アユミは箸でつまんだ唐揚げを取り皿に乗せてから口に運んだ。

「ホントだ、すごく美味しい!どんな下味つけてるんだろう?家でもできるかな?トモくんもマサキも唐揚げが大好きなんだよね。」

アユミの仕草はいちいち上品だ。

そして、美味しいものを食べて、どうやって作るのかとか、大事な人に食べさせてあげたいと考える辺りが、女として自分より数段上だとユキは感心した。

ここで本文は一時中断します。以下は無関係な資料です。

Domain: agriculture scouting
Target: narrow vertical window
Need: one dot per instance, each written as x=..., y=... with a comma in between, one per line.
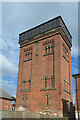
x=45, y=78
x=47, y=99
x=37, y=48
x=48, y=49
x=52, y=48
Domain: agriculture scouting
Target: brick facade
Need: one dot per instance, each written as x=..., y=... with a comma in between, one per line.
x=6, y=104
x=44, y=75
x=77, y=93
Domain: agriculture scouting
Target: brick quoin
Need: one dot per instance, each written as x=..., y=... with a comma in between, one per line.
x=44, y=75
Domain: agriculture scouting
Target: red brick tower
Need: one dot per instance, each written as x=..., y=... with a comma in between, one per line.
x=77, y=95
x=44, y=76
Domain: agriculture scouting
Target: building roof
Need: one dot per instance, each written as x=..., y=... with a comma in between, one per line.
x=5, y=95
x=46, y=26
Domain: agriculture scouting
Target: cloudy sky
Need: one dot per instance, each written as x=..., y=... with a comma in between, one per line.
x=20, y=16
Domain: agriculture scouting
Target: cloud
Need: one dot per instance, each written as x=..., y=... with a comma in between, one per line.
x=18, y=17
x=6, y=67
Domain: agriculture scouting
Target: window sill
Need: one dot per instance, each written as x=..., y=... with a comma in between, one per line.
x=25, y=90
x=67, y=91
x=48, y=88
x=48, y=54
x=27, y=59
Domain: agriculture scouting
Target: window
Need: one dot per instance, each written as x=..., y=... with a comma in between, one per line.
x=13, y=108
x=66, y=86
x=24, y=97
x=52, y=80
x=13, y=102
x=47, y=98
x=37, y=44
x=6, y=101
x=48, y=50
x=27, y=56
x=45, y=78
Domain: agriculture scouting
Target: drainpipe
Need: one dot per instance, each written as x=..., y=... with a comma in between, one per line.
x=77, y=97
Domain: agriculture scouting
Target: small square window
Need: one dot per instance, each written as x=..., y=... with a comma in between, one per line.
x=6, y=101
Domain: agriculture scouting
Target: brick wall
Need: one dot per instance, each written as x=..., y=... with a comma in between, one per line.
x=37, y=67
x=5, y=104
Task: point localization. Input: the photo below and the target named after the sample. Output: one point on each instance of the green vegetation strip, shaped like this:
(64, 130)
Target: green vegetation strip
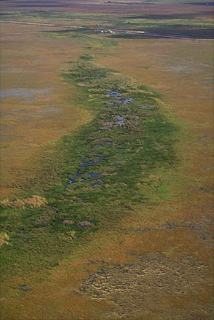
(99, 174)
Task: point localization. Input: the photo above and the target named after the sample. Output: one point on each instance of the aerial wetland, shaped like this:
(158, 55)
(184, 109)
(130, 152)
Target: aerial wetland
(106, 160)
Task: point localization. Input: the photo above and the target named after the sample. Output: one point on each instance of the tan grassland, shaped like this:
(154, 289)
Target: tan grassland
(29, 125)
(161, 286)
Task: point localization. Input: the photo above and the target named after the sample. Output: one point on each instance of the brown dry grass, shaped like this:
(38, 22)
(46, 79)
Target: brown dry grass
(32, 202)
(31, 125)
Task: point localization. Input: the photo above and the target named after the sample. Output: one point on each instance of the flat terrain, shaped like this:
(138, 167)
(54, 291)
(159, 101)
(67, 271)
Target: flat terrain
(114, 137)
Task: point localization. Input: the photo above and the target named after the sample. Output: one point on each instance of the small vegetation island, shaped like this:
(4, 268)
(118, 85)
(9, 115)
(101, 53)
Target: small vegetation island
(106, 160)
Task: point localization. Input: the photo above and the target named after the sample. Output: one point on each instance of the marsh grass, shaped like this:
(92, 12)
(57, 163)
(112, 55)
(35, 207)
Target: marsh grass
(96, 175)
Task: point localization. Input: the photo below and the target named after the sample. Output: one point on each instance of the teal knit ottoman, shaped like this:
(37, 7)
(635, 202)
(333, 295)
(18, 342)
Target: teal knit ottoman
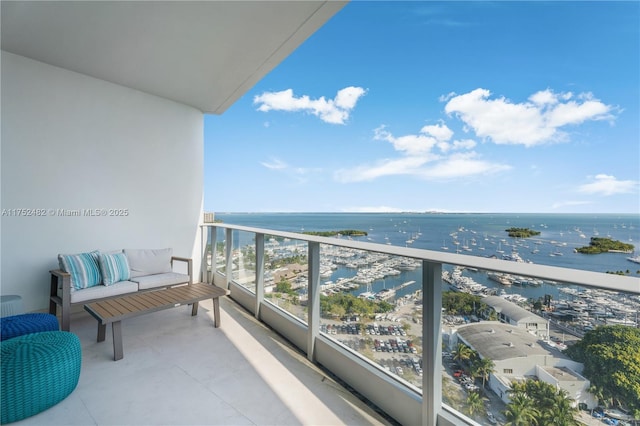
(38, 371)
(17, 325)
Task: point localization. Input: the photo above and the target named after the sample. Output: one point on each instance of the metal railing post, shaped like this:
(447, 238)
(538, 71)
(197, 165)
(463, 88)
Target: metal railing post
(228, 257)
(259, 273)
(313, 298)
(431, 345)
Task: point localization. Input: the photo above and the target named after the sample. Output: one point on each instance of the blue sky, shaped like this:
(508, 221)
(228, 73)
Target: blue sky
(447, 106)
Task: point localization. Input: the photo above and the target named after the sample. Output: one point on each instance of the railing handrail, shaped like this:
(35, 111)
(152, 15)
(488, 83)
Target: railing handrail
(563, 275)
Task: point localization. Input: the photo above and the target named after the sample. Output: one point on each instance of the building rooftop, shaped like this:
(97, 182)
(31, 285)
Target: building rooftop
(503, 341)
(563, 374)
(512, 310)
(180, 370)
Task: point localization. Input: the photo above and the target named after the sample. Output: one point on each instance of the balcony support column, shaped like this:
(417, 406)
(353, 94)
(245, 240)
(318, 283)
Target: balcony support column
(228, 256)
(432, 338)
(259, 273)
(313, 298)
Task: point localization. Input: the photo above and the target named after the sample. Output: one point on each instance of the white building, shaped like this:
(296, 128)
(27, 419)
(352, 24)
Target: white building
(510, 313)
(518, 355)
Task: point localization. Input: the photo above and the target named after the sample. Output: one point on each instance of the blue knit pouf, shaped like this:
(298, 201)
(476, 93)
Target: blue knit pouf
(17, 325)
(38, 371)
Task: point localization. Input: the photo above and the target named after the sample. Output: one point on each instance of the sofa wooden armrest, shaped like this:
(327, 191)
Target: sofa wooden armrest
(61, 280)
(189, 263)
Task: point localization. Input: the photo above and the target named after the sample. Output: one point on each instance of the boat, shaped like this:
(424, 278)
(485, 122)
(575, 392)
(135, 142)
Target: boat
(634, 259)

(さすが主婦…そして母親…。女子力とか言うレベルじゃない…。)

「今日はマサキどうしてるの?」

「母が見てくれてる。次は連れてってあげるから、今日はばぁちゃんと二人でお留守番しててねって頼んだ。」

「そっか、お母さんも一緒に暮らしてるんだね。」

シングルマザーのアユミにとって実の母親は心強い存在だろう。

しかし母親も子供もいたら、トモキと二人きりになることもままならないのではないか?

思春期の子供がいるのは何かと気を遣うに違いない。

それでもトモキはアユミと結婚することを選んだ。

マサキはトモキとアユミの子供なのだから当然なのかも知れないが、別の選択肢もあったはずだ。